Happy Earth Day!
Earth Day seems like a great day for my final gDiapers, flushable diapers, post. In case you haven’t been enthusiastically following this series of posts (why wouldn’t you??), click on the “Great Diaper Challenge” label in the right sidebar to read about our experiences using flushable diapers.
FINAL UPDATE: The baby’s diaper rash cleared up and we returned to the gDiapers. They are great, but for my very sensitive-bottomed baby (I can’t even use any brand of wipes, just a wet washcloth), we needed to add an extra morning and an extra afternoon change to our schedule. At night I use a disposable because I know her bottom can handle it for that long. In my opinion, two extra changes per day is a small price to pay for helping the environment!
My biggest worry was the flushing issue. But, so far, so good. All the poopy ones have flushed without problem. My compost pile is enjoying the added nitrogen from the wet gDiapers. My septic tank has not overflowed into my yard. My plumber remains unbothered by any agitated calls for help from me. All is well with the world.

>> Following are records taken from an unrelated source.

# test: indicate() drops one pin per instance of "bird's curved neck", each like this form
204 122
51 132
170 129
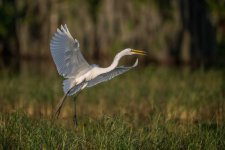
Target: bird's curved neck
113 65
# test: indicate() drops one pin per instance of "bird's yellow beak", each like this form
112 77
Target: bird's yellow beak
139 52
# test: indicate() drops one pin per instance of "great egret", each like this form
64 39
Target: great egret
78 74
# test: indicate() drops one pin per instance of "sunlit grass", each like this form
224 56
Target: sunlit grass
145 108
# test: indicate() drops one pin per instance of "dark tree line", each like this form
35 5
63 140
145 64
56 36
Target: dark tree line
178 31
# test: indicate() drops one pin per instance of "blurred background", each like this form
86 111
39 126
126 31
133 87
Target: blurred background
185 66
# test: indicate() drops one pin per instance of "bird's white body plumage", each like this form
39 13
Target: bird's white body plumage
71 64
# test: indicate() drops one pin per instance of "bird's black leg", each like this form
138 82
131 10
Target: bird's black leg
75 112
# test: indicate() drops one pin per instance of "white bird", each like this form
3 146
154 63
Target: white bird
78 74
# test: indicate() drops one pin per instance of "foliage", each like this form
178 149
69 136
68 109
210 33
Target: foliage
158 109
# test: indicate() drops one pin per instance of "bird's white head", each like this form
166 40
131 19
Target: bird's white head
130 51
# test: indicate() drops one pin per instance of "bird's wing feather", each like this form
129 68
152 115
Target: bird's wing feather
67 55
109 75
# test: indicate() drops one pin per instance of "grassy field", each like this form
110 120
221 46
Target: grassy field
147 108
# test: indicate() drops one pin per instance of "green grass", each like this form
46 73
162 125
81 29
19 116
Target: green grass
150 108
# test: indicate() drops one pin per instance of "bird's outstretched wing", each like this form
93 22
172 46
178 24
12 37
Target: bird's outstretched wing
66 54
111 74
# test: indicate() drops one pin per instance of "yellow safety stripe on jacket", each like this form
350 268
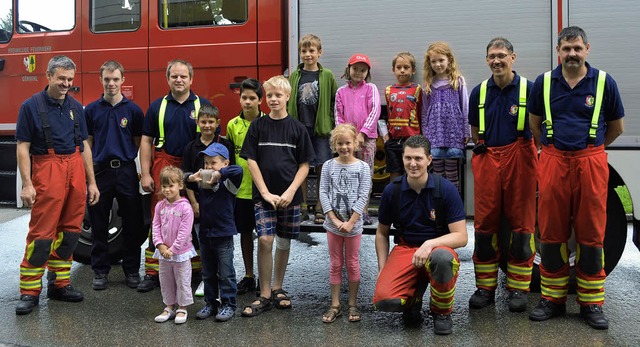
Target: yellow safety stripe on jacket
522 104
596 109
163 109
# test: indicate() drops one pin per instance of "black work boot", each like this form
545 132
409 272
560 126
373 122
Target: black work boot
594 315
99 282
517 301
547 309
482 298
148 283
66 293
26 304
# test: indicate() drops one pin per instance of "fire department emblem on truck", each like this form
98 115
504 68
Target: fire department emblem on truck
30 62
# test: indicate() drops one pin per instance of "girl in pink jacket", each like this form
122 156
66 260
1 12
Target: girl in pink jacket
358 103
171 228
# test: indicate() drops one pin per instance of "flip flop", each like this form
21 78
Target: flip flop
331 314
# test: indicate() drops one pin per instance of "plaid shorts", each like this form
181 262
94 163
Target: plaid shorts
284 223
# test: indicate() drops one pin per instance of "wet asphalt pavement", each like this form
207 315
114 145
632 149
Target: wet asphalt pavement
120 316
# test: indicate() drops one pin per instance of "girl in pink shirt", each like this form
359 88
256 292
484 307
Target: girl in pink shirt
358 103
171 228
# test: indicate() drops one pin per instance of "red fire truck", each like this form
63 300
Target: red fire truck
229 40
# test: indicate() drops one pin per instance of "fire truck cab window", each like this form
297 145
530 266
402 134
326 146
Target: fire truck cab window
191 13
115 15
6 20
36 16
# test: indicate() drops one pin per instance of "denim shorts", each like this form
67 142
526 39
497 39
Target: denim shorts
282 222
447 153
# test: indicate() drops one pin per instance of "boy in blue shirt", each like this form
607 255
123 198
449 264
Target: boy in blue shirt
217 196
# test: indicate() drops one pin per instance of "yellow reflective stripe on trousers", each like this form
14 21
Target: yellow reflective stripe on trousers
31 271
485 268
520 270
34 284
598 284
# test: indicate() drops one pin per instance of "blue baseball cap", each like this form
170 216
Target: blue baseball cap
215 149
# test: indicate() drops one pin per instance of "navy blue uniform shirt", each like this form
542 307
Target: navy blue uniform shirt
179 123
500 112
61 118
572 109
417 211
113 129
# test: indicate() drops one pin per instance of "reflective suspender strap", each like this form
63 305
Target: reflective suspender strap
547 105
196 106
163 109
483 98
522 105
602 76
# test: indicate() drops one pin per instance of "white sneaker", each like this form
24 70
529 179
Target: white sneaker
166 315
200 290
180 320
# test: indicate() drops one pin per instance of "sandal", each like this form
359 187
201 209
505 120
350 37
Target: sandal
318 218
331 314
260 305
161 318
354 314
280 295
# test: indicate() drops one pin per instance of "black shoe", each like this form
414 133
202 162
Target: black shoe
26 304
132 280
246 284
517 301
594 315
482 298
99 282
148 283
66 293
442 324
547 309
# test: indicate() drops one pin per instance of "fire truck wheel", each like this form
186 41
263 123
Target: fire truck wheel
82 253
614 243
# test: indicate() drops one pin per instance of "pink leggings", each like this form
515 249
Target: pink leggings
175 282
341 247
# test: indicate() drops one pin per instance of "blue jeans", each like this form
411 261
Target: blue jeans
218 273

gDiapers seems to be a very friendly company with lots of support options. The starter kit instructions list an “800” number where they say they will happily talk you through an actual diapering! There is also a helpful Yahoo User Group of 816 “gMums” and Dads at www.flushability.com. Jason Graham-Nye, the CEO of gDiapers, has an amusing blog gDiapers: the early years, where you can get the latest news. Incidentally, Jason somehow “found” me (isn’t the internet amazing?) and left a very nice comment to my first post – True Confessions.
According to Jason, you can also read about gDiapers in John Kerry & Teresa Heinz Kerry’s book This Moment on Earth: Today’s New Environmentalists and Their Vision for the Future. I have not read it yet, but it is on my list. (Maybe next week when I do less blogging for The TV Turn-Off Week Blog Challenge?)
I will close this post with some disposable diaper facts from the gDiapers website:
- “A disposable diaper takes 500 years to biodegrade”
- “Last year alone, 18-23 billion diapers went into landfills across America. That works out to be approximately 38,000 every minute and adds up to about 3.5 million tons of waste.”
- “Conventional disposable diapers are the third largest contributors to landfills in the world and yet only five percent of the population uses them.
If you are currently using cloth diapers, I think you will LOVE these! If you are using disposables there will be a slightly bigger learning curve with a few extra diaper steps (see my “technical” post). But it is worth it.